Heavy rains and overflowing rivers swamped vast swathes of eastern India more than a week ago, and officials on Monday said so far 102 people have died in Bihar state, 35 more than what the state government had estimated on Thursday.
Torrential rains in Bangladesh killed more than 47 people in the last two weeks and at least 120 are missing and feared dead following severe floods and landslides in mostly mountainous Nepal, authorities from the two countries said.
Parts of Pakistan have also been flooded.
In Bangladesh, at least 700,000 people have been displaced.
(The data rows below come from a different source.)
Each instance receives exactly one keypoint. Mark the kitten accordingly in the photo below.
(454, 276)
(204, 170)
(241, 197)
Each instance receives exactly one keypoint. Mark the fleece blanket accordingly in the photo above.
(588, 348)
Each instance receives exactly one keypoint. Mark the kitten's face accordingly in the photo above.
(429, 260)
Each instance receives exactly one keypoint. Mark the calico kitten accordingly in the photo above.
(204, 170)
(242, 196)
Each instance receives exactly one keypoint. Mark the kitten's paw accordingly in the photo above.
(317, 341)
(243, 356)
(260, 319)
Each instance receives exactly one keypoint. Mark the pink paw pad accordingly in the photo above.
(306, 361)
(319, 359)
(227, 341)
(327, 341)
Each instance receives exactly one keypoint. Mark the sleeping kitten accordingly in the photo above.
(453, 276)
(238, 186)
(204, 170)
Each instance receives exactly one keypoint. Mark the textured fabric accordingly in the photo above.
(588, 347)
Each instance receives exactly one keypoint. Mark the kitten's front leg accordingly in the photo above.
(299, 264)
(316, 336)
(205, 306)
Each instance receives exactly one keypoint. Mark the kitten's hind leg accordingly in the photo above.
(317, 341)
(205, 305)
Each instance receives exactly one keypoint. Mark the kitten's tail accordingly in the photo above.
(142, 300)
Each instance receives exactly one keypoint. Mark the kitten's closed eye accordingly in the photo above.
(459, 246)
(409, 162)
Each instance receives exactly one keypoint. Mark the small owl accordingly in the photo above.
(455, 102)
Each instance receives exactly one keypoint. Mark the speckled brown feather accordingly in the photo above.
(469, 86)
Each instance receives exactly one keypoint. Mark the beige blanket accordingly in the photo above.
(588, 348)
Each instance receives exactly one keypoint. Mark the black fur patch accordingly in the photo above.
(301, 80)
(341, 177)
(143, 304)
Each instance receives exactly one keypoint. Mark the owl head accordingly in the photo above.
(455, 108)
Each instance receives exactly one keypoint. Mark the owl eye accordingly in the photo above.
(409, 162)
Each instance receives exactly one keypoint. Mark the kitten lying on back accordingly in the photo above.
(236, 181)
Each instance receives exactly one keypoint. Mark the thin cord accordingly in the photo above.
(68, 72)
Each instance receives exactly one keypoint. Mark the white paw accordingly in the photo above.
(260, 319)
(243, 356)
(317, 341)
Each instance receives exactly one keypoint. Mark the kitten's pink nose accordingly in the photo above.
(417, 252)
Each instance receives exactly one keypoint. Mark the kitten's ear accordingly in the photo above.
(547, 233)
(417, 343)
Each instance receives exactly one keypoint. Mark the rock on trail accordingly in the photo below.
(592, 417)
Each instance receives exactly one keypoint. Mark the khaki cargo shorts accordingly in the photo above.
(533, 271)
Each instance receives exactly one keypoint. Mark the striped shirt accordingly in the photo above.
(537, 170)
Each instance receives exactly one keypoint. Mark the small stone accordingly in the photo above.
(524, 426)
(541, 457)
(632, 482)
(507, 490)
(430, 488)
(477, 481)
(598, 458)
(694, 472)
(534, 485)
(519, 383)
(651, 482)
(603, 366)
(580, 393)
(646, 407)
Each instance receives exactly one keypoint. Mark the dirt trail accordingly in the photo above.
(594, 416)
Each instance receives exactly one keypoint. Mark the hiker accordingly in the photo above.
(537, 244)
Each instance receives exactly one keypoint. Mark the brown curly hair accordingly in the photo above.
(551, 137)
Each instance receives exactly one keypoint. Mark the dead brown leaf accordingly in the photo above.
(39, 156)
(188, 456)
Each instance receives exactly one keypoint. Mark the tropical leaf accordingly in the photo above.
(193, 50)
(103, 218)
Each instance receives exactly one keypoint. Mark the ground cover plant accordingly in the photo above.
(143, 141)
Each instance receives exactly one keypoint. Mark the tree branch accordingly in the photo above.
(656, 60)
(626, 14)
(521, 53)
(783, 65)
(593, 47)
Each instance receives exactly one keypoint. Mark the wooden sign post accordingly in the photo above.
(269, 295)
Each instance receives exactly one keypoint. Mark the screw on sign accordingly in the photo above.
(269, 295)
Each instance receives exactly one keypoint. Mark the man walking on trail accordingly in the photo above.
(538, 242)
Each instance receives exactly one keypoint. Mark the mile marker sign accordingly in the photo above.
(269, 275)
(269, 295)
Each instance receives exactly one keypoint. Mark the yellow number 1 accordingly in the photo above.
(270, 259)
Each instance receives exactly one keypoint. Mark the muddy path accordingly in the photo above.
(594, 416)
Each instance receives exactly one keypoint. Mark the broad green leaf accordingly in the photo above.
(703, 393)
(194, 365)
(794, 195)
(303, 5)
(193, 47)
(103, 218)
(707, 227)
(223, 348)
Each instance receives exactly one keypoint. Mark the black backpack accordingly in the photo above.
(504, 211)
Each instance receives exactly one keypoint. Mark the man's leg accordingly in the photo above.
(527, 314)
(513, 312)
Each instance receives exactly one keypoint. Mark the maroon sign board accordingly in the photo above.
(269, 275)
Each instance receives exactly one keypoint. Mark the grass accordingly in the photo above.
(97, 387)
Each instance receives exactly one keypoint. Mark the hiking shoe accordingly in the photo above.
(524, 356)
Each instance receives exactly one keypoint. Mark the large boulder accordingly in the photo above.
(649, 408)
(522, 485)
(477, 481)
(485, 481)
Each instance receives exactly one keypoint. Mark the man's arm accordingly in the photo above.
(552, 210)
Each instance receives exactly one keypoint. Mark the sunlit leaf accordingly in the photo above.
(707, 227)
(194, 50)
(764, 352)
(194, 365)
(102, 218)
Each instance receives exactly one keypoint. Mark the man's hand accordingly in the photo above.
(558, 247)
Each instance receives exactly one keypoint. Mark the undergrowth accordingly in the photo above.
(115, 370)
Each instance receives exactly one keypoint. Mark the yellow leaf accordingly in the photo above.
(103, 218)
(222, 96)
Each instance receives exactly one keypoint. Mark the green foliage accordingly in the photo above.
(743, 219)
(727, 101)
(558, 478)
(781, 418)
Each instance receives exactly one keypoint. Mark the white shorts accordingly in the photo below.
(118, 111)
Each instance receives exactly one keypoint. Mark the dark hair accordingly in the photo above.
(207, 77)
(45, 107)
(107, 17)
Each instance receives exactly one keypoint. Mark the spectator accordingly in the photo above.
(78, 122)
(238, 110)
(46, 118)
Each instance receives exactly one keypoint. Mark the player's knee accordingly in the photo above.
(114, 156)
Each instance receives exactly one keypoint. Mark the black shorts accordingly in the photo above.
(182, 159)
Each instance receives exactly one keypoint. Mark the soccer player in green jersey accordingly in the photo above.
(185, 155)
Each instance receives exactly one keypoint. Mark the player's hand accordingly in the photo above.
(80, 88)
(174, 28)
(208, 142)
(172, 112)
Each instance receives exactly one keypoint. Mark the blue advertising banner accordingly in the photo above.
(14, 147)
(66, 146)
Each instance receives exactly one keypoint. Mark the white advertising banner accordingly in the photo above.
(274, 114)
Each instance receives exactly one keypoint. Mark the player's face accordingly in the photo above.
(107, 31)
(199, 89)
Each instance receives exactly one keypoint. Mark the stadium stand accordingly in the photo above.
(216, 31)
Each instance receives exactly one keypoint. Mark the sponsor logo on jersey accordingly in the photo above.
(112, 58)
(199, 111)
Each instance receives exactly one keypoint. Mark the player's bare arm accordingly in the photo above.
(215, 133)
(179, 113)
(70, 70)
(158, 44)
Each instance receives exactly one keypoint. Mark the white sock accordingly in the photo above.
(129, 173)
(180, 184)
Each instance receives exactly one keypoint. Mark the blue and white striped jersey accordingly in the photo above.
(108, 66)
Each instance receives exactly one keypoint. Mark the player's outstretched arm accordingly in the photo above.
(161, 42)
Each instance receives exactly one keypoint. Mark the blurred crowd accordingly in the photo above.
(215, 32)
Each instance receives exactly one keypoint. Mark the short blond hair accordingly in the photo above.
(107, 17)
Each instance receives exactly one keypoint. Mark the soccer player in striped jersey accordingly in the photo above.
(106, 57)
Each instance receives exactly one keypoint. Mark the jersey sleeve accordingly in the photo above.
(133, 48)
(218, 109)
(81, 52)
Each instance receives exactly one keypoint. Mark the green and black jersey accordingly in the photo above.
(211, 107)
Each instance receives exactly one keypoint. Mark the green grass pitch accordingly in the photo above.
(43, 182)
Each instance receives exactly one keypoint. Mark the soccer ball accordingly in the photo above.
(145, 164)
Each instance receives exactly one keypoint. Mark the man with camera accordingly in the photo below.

Deaths due to flooding in the region more than doubled in the last five days.
At least five districts in central Bangladesh are at the risk of being flooded, as water levels of two rivers are still rising, an official at the Bangladesh Water Development Board told Reuters.
Authorities are struggling to deliver relief supplies to marooned people.
“We have enough relief materials but the main problem is to reach out to the people,” Foyez Ahmed, deputy commissioner of Bangladesh’s Bogra district, said. “We don’t have adequate transport facilities to move to the areas that are deep underwater.”
In India’s tea-growing state of Assam, close to the border of Bangladesh, severe flooding has displaced millions of people and killed more than 60, officials have said.
Separately, at least 32 people were killed on Sunday in lightning strikes in Uttar Pradesh, India’s most populous state in the north.
India’s weather office on Monday forecast “extremely heavy” rain in four of the 14 districts of the southern state of Kerala.
Kerala last year faced its worst floods in about a century, with heavy rain and landslides killing nearly 500 people, destroying houses and wiping out farmlands.
Monsoon rains, which deliver 75% of India’s annual rain, have not been evenly distributed.
The Himalayan region has received substantially more rain than some of the areas in the plains, where rainfall deficiency has widened to 60%, according to the state-run India Meteorological Department.